If there are temporary cash flow/liquidity issues, you can use the grace period as the policy remains in force without any reduction or termination of policy benefits. A policy will become a lapsed policy, only when the policyholder also fails to pay the premiums due during the grace period. All benefits are intact during the grace period.
Set up automatic payment
To avoid having to remind you to make the payment – even if the insurance companies will remind you – it is always advisable to place standing instructions guaranteeing that the premium will be automatically debited on the due date from your account. . This can be set up when you buy the term policy, or you can do it at a later date if you wish – in either case your insurance company will help. The process to achieve this is quite simple, and many companies also offer digital/online solutions for the same.
Direct debit facilities also allow you to choose the date on which the direct debit will take place. You can also opt for automatic payment by credit card instead of your bank account, although RBI guidelines in this regard have made the process a little more cumbersome than before.
As long as you have a sufficient balance in your account, you never need to remember to pay the premium and continue enjoying the benefits of the term plan. Even when you have set up a standing instruction for direct debit, the insurance company will remind you to make sure your account is funded.

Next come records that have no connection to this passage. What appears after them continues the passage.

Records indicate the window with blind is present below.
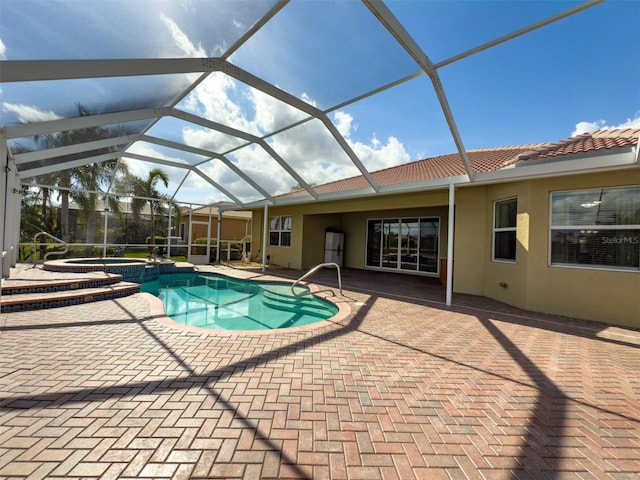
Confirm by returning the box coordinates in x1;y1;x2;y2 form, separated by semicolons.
550;186;640;270
493;198;518;262
269;216;291;247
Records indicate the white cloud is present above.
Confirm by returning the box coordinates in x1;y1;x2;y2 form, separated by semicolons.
162;16;410;200
2;102;62;123
571;112;640;136
160;14;207;57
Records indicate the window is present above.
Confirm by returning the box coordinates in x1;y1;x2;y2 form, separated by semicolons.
269;216;291;247
366;218;440;273
550;186;640;270
493;198;518;262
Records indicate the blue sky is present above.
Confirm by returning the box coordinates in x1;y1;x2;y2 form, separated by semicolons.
0;0;640;200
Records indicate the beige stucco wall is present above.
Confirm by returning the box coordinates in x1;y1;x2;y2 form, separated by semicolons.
454;170;640;328
252;190;448;269
526;170;640;328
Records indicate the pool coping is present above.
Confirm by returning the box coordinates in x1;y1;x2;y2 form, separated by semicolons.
143;272;351;337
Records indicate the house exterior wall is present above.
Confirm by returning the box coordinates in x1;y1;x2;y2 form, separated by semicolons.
252;191;448;269
253;169;640;328
182;213;251;242
454;170;640;328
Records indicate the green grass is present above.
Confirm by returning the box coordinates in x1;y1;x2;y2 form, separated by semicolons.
124;252;187;262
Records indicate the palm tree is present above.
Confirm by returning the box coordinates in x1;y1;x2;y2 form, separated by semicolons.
35;104;130;246
131;168;171;253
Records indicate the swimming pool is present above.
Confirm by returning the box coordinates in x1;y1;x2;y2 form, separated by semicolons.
142;273;339;330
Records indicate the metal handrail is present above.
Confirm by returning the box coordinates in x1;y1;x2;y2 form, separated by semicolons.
33;232;69;268
291;262;342;297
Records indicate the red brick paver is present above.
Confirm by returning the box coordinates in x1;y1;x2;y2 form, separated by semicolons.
0;264;640;480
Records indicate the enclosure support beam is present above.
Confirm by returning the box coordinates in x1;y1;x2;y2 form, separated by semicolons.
216;207;221;263
262;205;269;273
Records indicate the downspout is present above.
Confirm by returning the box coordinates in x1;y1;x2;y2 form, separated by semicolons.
262;205;269;273
206;206;212;263
102;202;109;258
167;204;173;260
216;207;221;263
446;182;456;306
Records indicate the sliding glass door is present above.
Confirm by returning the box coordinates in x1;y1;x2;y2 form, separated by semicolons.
366;217;440;273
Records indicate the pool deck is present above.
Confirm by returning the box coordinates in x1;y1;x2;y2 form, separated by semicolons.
0;267;640;480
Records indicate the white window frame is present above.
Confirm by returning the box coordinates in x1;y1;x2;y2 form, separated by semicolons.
547;185;640;272
363;215;442;277
491;197;518;263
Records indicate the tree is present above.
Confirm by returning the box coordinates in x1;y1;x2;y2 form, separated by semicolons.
131;168;180;253
34;104;130;242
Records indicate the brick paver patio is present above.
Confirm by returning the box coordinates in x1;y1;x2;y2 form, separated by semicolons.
0;264;640;480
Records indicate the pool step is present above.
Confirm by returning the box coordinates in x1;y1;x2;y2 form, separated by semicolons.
262;290;338;318
0;273;140;313
2;272;122;297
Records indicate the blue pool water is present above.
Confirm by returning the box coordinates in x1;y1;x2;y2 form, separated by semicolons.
142;273;338;330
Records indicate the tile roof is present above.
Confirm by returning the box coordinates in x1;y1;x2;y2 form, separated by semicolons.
518;128;640;161
278;129;640;198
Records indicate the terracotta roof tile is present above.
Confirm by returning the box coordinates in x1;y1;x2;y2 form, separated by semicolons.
518;128;640;162
278;129;640;198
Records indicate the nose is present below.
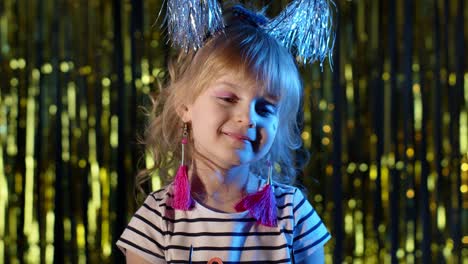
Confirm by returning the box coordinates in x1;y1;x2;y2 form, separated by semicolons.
237;104;256;128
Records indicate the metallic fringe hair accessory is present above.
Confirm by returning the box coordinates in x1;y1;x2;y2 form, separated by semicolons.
166;0;224;52
262;0;335;65
166;0;335;66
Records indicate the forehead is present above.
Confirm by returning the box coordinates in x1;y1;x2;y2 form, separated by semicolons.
212;73;280;102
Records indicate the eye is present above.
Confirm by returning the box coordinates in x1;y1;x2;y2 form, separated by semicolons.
218;96;237;104
255;100;276;116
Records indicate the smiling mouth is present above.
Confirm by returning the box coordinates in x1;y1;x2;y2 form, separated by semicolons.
223;132;252;142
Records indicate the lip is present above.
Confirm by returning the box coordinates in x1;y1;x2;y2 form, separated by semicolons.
223;132;253;142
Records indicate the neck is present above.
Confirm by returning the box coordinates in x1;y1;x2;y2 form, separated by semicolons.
189;162;257;212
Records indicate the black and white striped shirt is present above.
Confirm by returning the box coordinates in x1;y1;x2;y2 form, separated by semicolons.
117;184;330;263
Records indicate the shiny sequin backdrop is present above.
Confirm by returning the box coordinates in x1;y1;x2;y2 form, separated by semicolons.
0;0;468;263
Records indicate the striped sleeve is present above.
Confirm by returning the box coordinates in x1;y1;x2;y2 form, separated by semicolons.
117;193;166;263
293;189;331;261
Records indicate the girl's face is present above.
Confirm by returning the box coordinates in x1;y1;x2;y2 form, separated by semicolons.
181;72;278;169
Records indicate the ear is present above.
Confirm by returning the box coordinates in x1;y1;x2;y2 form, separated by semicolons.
177;104;192;123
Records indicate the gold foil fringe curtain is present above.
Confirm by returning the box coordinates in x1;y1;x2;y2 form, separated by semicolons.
0;0;468;263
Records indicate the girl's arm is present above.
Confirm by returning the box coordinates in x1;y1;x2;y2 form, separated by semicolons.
125;250;155;264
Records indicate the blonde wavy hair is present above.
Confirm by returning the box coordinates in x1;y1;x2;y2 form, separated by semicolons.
136;21;302;195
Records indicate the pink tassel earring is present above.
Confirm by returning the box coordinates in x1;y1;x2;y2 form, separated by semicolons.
235;160;278;227
172;123;193;211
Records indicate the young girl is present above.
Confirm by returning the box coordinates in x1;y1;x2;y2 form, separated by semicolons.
117;3;330;263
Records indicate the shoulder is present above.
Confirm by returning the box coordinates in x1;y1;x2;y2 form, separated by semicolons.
273;183;304;204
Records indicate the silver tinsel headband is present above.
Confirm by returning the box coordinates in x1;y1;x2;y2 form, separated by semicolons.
166;0;335;65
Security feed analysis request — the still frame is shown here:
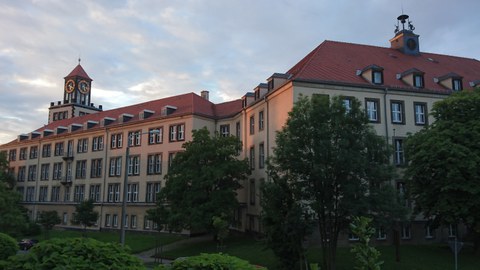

Keep your communication information up to date
To receive all communications from the insurance company, make sure that your latest contact details (mobile, email, address) are available from the company. This will allow you to receive premium reminders – and most companies will use several modes to remind you via SMS, email, letter. In the event of any change in contact details after the purchase of the policy, it is strongly recommended that you immediately update the changes with the insurance company.
Adjust payment frequency
Premium amounts will be highest for the annual payment method. If there is a temporary delay and you find the annual premium amount difficult to pay, most term plans will have an option to change the payment frequency to monthly (check if the product you purchased has this option). This change can help you reduce the burden while still enjoying policy benefits.
Prioritize your expenses
In case of financial difficulties, assess your financial situation and prioritize your expenses – the long-term plan, which is a real need, should be at the top of the priority list. Today, the market also offers options to obtain financing (credit card payment via EMI, conversion of annual premium payment into EMI, etc.) to temporarily cope with the situation.
Reinstatement of an expired policy
In the worst case scenario, where you are unable to continue paying premiums and the policy expires, you always have the option of reactivating the policy when your situation improves. An expired policy can usually be reinstated within 2 years of the last outstanding premium payment date.
To revive the policy, the policyholder must pay the unpaid premiums along with interest due to the late payment of premiums. Depending on the extent of the delay, the policyholder may also be asked to submit a statement of good health or may have to undergo medical examinations for the insurance company to reassess the risk. The final decision to reinstate the policy rests with the insurance company.
In summary, a temporary plan provides financial protection for your loved ones in the event of premature death. Disciplined and regular premium payment will ensure you have a risk mitigation tool. Any missed premium payment will result in lapse of the policy when available benefits and/or coverage are no longer available in accordance with the terms and conditions of the policy.